Is there hope for tax reform?

Is there hope for tax reform? January 31, 2015

The operating narrative about the Obama administration’s failure to gain public acceptance of its “let’s tax 529 plans” proposal has become this:  this shows that tax reform is doomed, because no one will relinquish their tax breaks, even if it doesn’t really help them all that much.  Reihan Salam says this, most recently, in a Slate column posted Friday:

Many smart people—the libertarian Peter Suderman of Reason, the neoliberal Josh Barro of the New York Times, and conservative Patrick Brennan of National Review, among others—have made the point that if Obama and his allies can’t even tweak the tax treatment of this tiny little savings plan, they sure as hell can’t succeed in raising other taxes enough to finance entitlement spending as the baby boomers retire in ever-larger numbers in the decades to come.

(Follow the link, and he links to these pieces, as well.)

But this misses the point of what the Obama administration was trying to do here.

Obama wasn’t attempting “tax reform” as conventionally understood, to refer to the elimination of special-interest tax breaks in exchange for lower tax rates.  He was very specifically attempting to remove a “tax break” which encouraged saving for college (and, as I said before, remove the tax break and you destroy 529 plans, the only special-purpose way to save for college), in favor of additional government spending:  initially the removal of the tax incentive was perceived of as funding the “Free Community College” proposal, and later the administration specifically identified the 1:1 swap as funding more, and permanent, cash benefits (“refundable tax credits”).  So this was not about whether the upper-middle-class can surrender specially-targeted benefits, but whether they’ll accede to another tax-and-spend program.

That being said, the bigger question is the mortgage interest deduction.  The 529 plan tax break is, like the Roth IRA, a question of whether all types of income are to be taxed in the same way — or, specifically, whether investment earnings and wages are to be treated the same.  The mortgage interest deduction is much more clearly a tax break for a favored type of spending, a different category altogether. And the last time it was under discussion?  Well, that’s when the realtors came out in full force with their TV ads about the importance of homeownership.

Now, I’d like to think that this deduction could be eliminated gradually, with a phase-out that caps the amount that can be deducted, and with that cap decreasing each year.  And people with less-expensive homes, whether by personal choice, or by living in areas of the country with lower housing values, or simply because their income is lower, already see a comparatively small benefit from this deduction, either because their total deductions are lower than the standard deduction, or because, in reality, they only benefit to the extent that their total itemized deductions exceed the standard deduction.

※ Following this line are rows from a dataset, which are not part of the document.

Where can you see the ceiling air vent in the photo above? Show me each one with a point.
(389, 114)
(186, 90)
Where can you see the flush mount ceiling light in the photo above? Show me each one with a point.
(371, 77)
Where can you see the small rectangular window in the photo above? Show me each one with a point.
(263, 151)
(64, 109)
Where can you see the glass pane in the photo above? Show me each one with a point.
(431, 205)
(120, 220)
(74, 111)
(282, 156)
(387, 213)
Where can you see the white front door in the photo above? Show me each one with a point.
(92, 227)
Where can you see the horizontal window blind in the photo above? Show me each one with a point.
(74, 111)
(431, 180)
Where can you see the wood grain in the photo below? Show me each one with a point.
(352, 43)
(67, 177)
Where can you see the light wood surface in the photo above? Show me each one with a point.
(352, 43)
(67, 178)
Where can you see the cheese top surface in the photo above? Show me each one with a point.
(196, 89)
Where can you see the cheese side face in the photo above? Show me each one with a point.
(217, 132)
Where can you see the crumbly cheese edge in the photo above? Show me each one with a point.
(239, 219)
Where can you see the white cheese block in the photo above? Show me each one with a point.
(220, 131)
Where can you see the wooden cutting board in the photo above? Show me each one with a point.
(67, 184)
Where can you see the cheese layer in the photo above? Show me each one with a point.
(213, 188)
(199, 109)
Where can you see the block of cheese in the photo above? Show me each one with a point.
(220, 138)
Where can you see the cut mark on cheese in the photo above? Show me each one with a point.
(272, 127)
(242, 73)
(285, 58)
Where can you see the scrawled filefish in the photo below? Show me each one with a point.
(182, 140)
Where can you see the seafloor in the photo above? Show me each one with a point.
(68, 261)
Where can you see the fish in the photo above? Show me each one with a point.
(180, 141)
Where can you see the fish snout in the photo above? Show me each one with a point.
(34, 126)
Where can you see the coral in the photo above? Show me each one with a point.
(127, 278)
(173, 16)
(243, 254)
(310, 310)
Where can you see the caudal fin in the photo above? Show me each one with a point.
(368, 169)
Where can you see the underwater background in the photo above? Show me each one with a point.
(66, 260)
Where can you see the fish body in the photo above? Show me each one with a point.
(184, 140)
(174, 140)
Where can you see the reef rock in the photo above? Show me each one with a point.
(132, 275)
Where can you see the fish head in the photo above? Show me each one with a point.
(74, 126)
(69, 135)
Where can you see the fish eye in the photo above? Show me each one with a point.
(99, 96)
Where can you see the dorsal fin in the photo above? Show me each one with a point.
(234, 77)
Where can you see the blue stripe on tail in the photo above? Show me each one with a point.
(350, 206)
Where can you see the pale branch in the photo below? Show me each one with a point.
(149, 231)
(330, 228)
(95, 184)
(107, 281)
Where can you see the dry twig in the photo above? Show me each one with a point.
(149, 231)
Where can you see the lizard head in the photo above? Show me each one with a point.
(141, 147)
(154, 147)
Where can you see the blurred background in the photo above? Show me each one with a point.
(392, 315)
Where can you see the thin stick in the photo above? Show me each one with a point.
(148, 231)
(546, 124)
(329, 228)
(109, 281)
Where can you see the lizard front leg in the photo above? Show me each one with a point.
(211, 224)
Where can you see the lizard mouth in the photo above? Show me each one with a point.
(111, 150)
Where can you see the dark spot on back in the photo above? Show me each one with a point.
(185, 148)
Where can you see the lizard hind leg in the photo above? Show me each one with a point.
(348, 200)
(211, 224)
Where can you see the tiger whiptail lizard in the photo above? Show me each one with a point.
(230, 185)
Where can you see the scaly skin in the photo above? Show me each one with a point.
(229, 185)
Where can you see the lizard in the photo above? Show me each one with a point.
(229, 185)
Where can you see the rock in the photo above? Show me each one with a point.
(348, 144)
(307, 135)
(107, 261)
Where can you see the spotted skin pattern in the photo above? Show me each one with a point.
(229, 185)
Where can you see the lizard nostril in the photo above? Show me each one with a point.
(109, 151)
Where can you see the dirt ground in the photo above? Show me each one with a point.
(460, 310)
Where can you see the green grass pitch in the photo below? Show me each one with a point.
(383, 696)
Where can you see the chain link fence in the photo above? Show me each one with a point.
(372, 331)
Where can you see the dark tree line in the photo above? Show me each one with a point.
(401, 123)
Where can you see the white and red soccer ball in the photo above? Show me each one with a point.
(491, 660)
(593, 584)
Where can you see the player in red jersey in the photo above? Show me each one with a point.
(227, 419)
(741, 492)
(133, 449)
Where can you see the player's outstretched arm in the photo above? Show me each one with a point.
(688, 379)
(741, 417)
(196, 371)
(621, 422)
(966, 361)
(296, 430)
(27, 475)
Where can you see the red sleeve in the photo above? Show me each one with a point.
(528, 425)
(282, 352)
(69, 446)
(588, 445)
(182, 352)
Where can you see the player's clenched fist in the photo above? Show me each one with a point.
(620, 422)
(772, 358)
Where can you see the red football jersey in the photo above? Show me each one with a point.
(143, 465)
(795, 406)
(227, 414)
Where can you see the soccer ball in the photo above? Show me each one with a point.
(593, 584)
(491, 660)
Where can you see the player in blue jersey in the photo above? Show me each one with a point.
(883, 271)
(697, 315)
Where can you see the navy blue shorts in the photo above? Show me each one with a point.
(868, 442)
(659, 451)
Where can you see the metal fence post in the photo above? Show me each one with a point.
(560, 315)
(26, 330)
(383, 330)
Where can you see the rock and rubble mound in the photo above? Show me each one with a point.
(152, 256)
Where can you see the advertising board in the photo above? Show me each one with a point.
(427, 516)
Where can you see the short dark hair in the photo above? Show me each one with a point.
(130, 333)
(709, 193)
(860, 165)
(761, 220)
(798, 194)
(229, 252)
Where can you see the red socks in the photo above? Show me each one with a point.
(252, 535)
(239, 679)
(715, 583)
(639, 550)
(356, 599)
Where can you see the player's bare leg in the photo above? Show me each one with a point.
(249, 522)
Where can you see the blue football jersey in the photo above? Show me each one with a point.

Of course, then you reach the further question:  what about the deductibility of property taxes and state income taxes?  Or, for that matter, charitable donations?  For many people, these items work together to total above the standard deduction (for couples under 65, that’s $12,400 for 2014).  For others, itemizing deductions offers no benefit at all.

In any case, is tax reform achievable?  I suppose I’d still like to believe so, and I think the obstacles are not the Upper Middle Class protesting the loss of tax breaks, but the special interests (like the Realtors) who want something to help their industry, and, of course, the politicians who want to keep receiving campaign donations.  (Remember Extortion, and the milkers, and double-milkers?)

But there were just as many special interest groups in 1986, weren’t there?

(Incidentally, Salam addresses other policy issues where he says that the upper-middle-class put up roadblocks in the way of sensible reform.  Chief among them is immigration reform:  the upper-middle-class, he says, are too keen on cheap labor, such as low-wage nannies, to sign on to any enforcement of requirements that these workers be legally eligible to work in the United States.  Here I think he should pay a visit to flyover country.  Heck, my husband and I would qualify as “upper middle class” by his income definition — though not the mindset part:

We’re talking about families that earn well into the six-figure range yet don’t feel rich, either because of their student loan debt or the enormous cost of the amenities they consider nonnegotiable: living in well-above-average school districts for those with children or living in “cool” neighborhoods for those without.

since, for us, we don’t “feel rich” not because of debt or high-priced housing but because we were raised to have a comparatively frugal mindset and save fairly determinedly for college, retirement, and all-purpose “rainy day” contingencies.

But in any case, I don’t know anyone who has hired a nanny, except for my former boss, whose nanny was hired through a service, with all the proper taxes.  Some of our neighbors have a lawn service, others don’t, and this is as much a matter of mindset as income — but I just can’t imagine any one of them saying, “I support nonenforcement because otherwise my lawn service rates would go up.”

So far as I can tell, nonenforcement is not due to the collective will of the upper middle class, so much as the influence of the wealthy and the employers themselves.

That being said, of course, I have no idea about the statistics — what percent of Midwesterners use nannies, let alone nannies who are paid off-the-books or are ineligible to work in the U.S. in the first place, compared to New Yorkers or Californians.  But this description that this is commonplace seems unlikely, in my world.)